The Spanish language originated in the Southwest region of Europe known as the Iberian Peninsula. Sometime before the end of the 6th century BC, the region's first inhabitants, the Iberians, began to mingle with the Celts, a nomadic people from central Europe. The two groups formed a people called the Celtiberians, speaking a form of Celtic.
Under Roman rule, in 19 BC, the region became known as Hispania, and its inhabitants learned Latin from Roman traders, settlers, administrators, and soldiers. When the classical Latin of the educated Roman classes mixed with the pre-Roman languages of the Iberians, Celts, and Carthaginians, a language called Vulgar Latin appeared. It followed the basic models of Latin but borrowed and added words from the other languages.
Even after the Visigoths, Germanic tribes of Eastern Europe, invaded Hispania in the AD 400s, Latin remained the official language of government and culture until about AD 719, when Arabic-speaking Islamic groups from Northern Africa called Moors completed their conquest of the region. Arabic and a related dialect called Mozarabic came to be widely spoken in Islamic Spain except in a few remote Christian kingdoms in the North such as Asturias, where Vulgar Latin survived.
During the succeeding centuries, the Christian kingdoms gradually reconquered Moorish Spain, retaking the country linguistically as well as politically, militarily, and culturally. As the Christians moved South, their Vulgar Latin dialects became dominant. In particular, Castilian, a dialect that originated on the Northern Central plains, was carried into Southern and Eastern regions.
Castilian & andalusianThe resulting language was a hybrid because Castilian borrowed many words from Mozarabic, and modern Spanish has an estimated 4,000 words with Arabic roots.
The creation of a standardized Spanish language based on the Castilian dialect began in the 1200s with King Alfonso X, who was called the Learned–King of Castile and Leon. He and his court of scholars adopted the city of Toledo, a cultural center in the central highlands, as the base of their activities. There, scholars wrote original works in Castilian and translated histories, chronicles, and scientific, legal, and literary works from other languages (principally Latin, Greek, and Arabic). Indeed, this historic effort of translation was a major vehicle for the dissemination of knowledge throughout ancient Western Europe. Alfonso X also adopted Castilian for administrative work and all official documents and decrees.

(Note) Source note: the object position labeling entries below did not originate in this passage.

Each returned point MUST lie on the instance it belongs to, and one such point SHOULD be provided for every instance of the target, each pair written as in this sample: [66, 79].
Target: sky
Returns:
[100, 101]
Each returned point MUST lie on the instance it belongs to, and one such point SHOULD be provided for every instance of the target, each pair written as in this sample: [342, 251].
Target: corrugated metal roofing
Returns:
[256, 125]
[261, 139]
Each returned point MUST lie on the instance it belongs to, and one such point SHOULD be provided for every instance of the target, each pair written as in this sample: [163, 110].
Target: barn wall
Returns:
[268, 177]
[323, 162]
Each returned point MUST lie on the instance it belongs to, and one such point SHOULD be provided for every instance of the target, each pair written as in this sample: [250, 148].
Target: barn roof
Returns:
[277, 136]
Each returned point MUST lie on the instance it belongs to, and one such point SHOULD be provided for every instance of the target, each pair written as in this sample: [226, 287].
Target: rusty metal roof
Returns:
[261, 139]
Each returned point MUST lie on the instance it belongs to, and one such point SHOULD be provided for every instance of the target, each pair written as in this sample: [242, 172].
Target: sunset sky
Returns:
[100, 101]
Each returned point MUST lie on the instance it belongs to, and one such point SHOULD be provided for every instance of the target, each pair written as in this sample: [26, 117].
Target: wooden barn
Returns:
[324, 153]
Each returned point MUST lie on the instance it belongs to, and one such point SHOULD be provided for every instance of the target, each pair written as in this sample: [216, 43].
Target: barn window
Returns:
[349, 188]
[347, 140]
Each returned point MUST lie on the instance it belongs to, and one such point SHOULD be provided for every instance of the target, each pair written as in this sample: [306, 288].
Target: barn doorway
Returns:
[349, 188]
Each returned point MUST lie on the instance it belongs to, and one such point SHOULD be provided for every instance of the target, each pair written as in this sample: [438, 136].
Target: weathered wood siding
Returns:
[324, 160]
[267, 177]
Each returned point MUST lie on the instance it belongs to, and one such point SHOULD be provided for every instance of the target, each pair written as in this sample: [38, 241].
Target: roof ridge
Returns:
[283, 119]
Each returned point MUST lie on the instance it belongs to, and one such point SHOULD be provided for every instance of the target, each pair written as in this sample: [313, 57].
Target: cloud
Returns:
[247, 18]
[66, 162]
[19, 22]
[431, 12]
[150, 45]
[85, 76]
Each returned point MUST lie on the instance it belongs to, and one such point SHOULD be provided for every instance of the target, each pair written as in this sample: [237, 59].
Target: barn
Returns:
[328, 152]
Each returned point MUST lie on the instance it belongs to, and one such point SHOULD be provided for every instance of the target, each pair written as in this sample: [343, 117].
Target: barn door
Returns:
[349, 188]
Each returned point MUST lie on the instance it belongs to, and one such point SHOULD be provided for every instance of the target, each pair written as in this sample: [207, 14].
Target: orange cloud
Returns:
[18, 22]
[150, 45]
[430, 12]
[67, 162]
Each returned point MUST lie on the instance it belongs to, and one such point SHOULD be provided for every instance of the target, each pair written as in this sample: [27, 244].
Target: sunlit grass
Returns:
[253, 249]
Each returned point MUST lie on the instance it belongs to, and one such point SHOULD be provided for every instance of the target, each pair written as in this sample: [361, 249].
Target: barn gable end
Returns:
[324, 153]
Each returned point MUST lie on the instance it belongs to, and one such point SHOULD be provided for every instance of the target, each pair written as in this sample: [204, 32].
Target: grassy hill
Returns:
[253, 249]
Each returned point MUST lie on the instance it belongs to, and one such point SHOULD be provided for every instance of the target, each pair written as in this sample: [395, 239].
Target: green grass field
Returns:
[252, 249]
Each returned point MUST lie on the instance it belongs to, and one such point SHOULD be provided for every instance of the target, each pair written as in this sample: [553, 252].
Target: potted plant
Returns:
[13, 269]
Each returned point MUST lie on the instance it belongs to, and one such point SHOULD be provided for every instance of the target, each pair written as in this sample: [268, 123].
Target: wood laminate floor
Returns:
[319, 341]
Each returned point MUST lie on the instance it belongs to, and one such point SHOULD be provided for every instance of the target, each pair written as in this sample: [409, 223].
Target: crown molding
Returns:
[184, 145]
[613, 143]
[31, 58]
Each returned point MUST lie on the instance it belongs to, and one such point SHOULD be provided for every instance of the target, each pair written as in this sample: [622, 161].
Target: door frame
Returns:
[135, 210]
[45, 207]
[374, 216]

The Castilian dialect of Spanish gained wider acceptance during the reign of the Catholic monarchs Isabella of Castile and Ferdinand of Aragón, who completed the reconquest of Spain in 1492 by pushing the Moors from their last stronghold in the southern city of Granada. Isabella and Ferdinand made Castilian the official dialect in their kingdom. In the same year the Moors were defeated, an important book appeared: Antonio de Nebrija's Arte de la lengua castellana (The Art of the Castilian Language). It was the first book to study and attempt to define the grammar of a European language.
The Castilian dialect of Toledo became the written and educational standard in Spain, even though several spoken dialects remained. The most noteworthy was Andalusian, a dialect spoken in the southern city of Seville in the Andalucía region.